Director, Support Engineering

Together AI•San Francisco, CA

20h•Remote

About The Position

We’re hiring a Support Leader to own and scale Together AI’s customer support function across two distinct, technically demanding domains: API Support (billing, serverless inference, and dedicated inference) and GPU Support (large-scale GPU infrastructure for model training workloads). You’ll work closely with Together AI’s VP of Customer Experience and partner tightly with SRE, Inference Platform, and Engineering to represent customers internally and drive resolution at speed. This is a player-coach role: you’ll be hands-on in escalations. Our support operation runs 24/7. Our GPU infrastructure customers hold us to high-stakes SLAs on training workloads. Our API customer base spans thousands of PLG and enterprise accounts relying on our serverless and dedicated inference endpoints. Both domains need a leader who can keep pace technically and build the operational muscle to scale.

Requirements

10+ years of support engineering or technical support leadership experience, with at least 3 years managing a team.
Demonstrated experience leading infrastructure support or cloud operations. You understand how large-scale workloads behave on distributed systems.
Working knowledge of AI infrastructure. You know how APIs work, can reason about latency and throughput issues, and understand the operational surface of a managed inference platform.
Technical depth to be a credible player-coach. Ability to guide engineers through root cause analysis, and bring credibility to customer-facing escalations.
Experience running SLA-driven support operations with real accountability. Familiarity with Pylon or equivalent support ticketing platforms (Zendesk, etc.) and PagerDuty-style alerting systems.
Strong communication skills, especially under pressure. You can write a clear, concise customer-facing update in the middle of a live incident and distill a complex infrastructure issue into a crisp internal escalation.
Startup mindset. You’re comfortable building process where none exists, and you thrive in environments where priorities shift fast.

Responsibilities

Directly manage and develop a team of support engineers and technical account specialists across API Support and GPU Support functions.
Establish clear performance expectations, career growth paths, and a coaching culture leveraged to identify skill gaps and build training programs to close them.
Run structured 1:1s, team reviews, and escalation retrospectives.
Assess and overhaul support workflows, SLA frameworks, and escalation playbooks
Build triage, prioritization, and handoff protocols that allow the team to scale with customer growth without proportional headcount growth.
Define and own support KPIs: SLA attainment, time-to-resolution, escalation rate, CSAT
Jump into complex, active GPU infrastructure issues alongside your team.
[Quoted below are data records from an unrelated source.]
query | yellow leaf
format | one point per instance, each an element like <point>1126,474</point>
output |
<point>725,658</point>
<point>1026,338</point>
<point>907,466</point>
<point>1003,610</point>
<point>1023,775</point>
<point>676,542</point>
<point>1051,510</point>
Investigate NCCL and InfiniBand failures, SSH connection stalls, Kubelet TLS misconfigurations, GPU/RDMA provisioning timeouts, NFS RDMA mount failures, VAST storage failures, network fabric degradation, etc.
Manage high-stakes SLA obligations with GPU cloud customers running multi-thousand-GPU training workloads
Coordinate closely with SRE and infrastructure engineering on hardware-level issues and cluster bringup.
Own the support surface for Together AI’s API platform: serverless inference, dedicated inference endpoints (self-serve and managed), billing, rate limits, model upload (BYOM), and API authentication.
Represent the team on complex cases: dedicated endpoint startup failures, safetensors validation errors, NFS/storage performance issues on inference clusters, billing disputes and negative-balance enforcement, and rate limit escalations.
Work with the Inference Platform, Commerce, and Product teams to surface patterns and drive fixes upstream.
Be the escalation point for your team’s highest-severity customer issues — triage fast, communicate clearly to customers and internal stakeholders, and drive to resolution.
Partner with SRE, Engineering, and Sales on shared priorities. Represent the support team’s perspective in cross-functional planning.
Own the relationship with support tooling vendors and drive improvements to alerting, SLA tracking, and ticket routing.
Systematically analyze ticket patterns and surface product and infrastructure gaps to Engineering and Product. Turn support signal into actionable roadmap input.
Build documentation and self-service resources that reduce inbound volume over time.